Distinguishing Signal from Noise: Understanding Patterns of Non-Detections to Inform Accurate Quantitative Metabarcoding

Abstract

Abstract Correcting for amplification biases in genetic metabarcoding data can yield quantitative estimates of template DNA concentrations. However, a major source of uncertainty in metabarcoding data is the presence of non-detections, where a technical PCR replicate fails to detect a species observed in other replicates. Such non-detections are an important special case of variability among technical replicates in metabarcoding data, particularly in environmental samples. While many sampling and amplification processes underlie observed variation in metabarcoding data, understanding the causes of non-detections is an important step in distinguishing signal from noise in metabarcoding studies.

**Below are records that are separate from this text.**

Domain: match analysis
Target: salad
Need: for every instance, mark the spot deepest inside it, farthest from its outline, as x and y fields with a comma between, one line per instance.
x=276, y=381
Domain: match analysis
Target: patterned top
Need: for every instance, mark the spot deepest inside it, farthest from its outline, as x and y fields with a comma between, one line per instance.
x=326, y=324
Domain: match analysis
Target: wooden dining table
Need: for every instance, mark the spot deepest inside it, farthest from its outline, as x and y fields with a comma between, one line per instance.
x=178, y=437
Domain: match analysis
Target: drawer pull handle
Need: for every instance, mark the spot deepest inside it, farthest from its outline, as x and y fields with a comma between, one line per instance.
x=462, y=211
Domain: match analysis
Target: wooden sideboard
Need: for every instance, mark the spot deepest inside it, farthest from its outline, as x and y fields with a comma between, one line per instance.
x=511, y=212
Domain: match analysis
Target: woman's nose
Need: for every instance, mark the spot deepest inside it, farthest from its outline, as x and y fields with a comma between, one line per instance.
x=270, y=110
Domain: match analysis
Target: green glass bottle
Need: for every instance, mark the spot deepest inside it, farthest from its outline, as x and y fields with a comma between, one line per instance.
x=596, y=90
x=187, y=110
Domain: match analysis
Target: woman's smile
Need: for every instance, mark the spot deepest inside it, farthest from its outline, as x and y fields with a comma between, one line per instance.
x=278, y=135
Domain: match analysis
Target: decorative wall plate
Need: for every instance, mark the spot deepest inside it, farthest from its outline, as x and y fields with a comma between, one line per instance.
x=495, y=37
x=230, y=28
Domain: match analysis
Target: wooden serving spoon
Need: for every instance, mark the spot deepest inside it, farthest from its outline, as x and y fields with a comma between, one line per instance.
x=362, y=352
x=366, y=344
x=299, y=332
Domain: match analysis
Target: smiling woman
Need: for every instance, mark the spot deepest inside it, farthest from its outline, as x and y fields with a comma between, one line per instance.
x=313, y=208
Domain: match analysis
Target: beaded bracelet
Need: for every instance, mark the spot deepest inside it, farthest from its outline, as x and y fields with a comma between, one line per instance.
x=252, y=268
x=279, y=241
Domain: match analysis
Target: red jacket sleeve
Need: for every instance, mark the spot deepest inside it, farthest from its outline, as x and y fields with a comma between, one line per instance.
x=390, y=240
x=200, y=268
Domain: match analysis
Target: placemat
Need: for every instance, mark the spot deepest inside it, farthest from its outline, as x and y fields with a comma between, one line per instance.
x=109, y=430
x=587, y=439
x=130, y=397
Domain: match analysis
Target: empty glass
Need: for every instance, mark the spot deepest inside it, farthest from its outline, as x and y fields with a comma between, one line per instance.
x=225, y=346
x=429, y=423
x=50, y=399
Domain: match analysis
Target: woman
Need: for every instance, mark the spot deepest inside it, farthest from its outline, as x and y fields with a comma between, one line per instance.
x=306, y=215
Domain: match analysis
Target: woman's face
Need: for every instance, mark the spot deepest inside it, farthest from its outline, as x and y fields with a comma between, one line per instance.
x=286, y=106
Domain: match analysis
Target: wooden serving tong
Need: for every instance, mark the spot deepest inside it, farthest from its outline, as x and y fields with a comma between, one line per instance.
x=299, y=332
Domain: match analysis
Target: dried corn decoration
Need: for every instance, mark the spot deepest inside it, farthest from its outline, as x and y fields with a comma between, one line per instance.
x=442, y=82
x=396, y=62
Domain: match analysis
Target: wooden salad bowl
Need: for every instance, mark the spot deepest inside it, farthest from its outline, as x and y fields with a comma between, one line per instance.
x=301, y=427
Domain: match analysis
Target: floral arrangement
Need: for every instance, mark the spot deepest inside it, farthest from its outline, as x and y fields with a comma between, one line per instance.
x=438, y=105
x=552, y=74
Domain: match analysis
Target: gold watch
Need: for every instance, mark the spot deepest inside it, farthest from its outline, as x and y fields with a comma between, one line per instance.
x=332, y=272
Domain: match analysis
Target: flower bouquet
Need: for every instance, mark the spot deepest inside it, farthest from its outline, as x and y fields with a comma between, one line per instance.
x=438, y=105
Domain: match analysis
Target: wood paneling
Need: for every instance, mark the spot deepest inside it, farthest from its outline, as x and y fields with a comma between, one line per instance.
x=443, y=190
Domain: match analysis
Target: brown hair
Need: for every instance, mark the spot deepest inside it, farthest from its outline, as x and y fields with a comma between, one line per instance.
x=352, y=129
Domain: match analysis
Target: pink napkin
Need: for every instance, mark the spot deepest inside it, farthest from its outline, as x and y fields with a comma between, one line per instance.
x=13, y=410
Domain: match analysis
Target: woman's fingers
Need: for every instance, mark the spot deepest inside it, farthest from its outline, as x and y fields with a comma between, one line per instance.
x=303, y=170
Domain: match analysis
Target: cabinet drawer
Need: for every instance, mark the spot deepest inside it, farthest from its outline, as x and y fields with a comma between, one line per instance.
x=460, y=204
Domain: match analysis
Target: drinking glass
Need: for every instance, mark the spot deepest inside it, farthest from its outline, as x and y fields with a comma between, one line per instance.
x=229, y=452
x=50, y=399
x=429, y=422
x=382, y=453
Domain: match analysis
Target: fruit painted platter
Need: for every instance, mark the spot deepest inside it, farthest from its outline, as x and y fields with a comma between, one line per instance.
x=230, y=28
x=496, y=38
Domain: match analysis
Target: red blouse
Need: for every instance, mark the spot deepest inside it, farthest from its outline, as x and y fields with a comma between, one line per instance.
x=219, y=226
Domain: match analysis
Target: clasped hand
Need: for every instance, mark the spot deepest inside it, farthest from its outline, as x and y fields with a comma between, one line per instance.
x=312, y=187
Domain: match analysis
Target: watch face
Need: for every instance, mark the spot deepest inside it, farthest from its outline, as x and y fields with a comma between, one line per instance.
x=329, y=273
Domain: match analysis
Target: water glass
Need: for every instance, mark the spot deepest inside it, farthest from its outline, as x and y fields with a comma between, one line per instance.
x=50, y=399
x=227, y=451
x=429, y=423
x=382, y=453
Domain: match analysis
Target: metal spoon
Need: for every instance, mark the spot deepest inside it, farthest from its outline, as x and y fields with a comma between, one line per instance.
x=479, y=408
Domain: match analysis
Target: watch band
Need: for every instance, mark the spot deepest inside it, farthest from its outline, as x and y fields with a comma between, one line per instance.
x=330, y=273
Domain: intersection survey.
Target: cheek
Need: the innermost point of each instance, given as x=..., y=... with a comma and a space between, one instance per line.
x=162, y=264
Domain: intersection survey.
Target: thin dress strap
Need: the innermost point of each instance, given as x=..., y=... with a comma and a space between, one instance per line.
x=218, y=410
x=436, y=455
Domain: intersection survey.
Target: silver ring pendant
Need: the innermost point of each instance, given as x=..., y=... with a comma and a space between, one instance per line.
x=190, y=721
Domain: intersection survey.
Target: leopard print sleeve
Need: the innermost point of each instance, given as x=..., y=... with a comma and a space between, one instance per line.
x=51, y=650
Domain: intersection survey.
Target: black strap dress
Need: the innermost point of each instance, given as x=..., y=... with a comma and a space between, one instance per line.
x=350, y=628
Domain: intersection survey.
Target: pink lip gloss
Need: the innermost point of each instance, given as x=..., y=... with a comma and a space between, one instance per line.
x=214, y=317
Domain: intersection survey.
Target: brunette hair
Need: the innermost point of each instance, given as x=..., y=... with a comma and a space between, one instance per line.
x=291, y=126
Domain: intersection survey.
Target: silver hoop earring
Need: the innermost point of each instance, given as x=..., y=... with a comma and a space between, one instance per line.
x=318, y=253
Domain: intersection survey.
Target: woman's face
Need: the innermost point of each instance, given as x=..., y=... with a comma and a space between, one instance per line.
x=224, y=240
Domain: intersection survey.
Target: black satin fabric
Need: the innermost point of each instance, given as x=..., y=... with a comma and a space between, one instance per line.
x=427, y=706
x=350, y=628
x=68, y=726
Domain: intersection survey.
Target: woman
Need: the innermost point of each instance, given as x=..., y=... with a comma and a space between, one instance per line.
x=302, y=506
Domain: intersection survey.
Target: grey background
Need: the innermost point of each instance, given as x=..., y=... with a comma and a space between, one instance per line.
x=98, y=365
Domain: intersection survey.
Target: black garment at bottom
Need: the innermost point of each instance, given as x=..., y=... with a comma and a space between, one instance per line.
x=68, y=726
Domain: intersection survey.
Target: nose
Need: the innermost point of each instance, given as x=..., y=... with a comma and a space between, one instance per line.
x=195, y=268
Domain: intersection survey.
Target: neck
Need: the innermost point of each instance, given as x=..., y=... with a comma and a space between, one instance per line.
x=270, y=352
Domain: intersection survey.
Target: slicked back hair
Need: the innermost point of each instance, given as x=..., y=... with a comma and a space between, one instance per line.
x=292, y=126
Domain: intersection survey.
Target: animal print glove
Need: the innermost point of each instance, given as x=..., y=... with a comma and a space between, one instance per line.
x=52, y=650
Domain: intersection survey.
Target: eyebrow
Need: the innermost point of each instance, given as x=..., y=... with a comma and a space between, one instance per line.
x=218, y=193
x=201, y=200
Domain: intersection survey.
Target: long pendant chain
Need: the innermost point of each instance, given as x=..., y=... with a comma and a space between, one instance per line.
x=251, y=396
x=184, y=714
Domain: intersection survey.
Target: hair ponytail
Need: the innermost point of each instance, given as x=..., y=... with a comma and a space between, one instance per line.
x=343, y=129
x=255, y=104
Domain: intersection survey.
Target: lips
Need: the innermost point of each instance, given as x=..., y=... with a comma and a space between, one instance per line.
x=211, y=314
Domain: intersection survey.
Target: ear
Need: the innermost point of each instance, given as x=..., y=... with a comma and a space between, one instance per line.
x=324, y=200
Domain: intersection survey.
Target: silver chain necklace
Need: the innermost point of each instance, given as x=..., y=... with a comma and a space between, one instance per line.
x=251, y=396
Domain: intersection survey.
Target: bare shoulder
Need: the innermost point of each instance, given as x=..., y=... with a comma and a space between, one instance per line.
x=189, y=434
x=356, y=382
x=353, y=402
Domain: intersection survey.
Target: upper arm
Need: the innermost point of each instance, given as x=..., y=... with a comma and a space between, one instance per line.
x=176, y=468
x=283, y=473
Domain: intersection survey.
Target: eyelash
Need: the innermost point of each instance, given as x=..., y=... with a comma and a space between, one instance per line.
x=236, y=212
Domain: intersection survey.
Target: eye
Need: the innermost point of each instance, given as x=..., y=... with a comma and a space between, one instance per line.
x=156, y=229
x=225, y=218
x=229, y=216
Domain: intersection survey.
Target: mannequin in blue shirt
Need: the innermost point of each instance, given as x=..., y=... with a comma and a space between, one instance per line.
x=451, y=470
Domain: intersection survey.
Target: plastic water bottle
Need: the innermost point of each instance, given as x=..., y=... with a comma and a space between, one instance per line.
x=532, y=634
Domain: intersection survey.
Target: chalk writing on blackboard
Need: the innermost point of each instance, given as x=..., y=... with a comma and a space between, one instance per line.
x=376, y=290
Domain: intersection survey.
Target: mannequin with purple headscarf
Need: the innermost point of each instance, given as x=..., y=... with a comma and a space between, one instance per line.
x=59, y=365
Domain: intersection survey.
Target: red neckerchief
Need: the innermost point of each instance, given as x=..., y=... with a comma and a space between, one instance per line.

Here, we use both simulated and empirical data to 1) develop a qualitative understanding of how non-detections arise in metabarcoding data, 2) outline steps to recognize uninformative data in practice, and 3) identify the conditions under which amplicon sequence data can reliably detect underlying biological signals. We show in both simulations and empirical data that, for a given species, the rate of non-detections among technical replicates is a function of both the template DNA concentration and species-specific amplification efficiency. Consequently, we conclude metabarcoding datasets are strongly affected by (1) deterministic amplification biases during PCR and (2) stochastic sampling of amplicons during sequencing — both of which we can model — but also by (3) stochastic sampling of rare molecules prior to PCR, which remains a frontier for quantitative metabarcoding. Our results highlight the importance of estimating species-specific amplification efficiencies and critically evaluating patterns of non-detection in metabarcoding datasets to better distinguish environmental signal from the noise inherent in molecular detections of rare targets.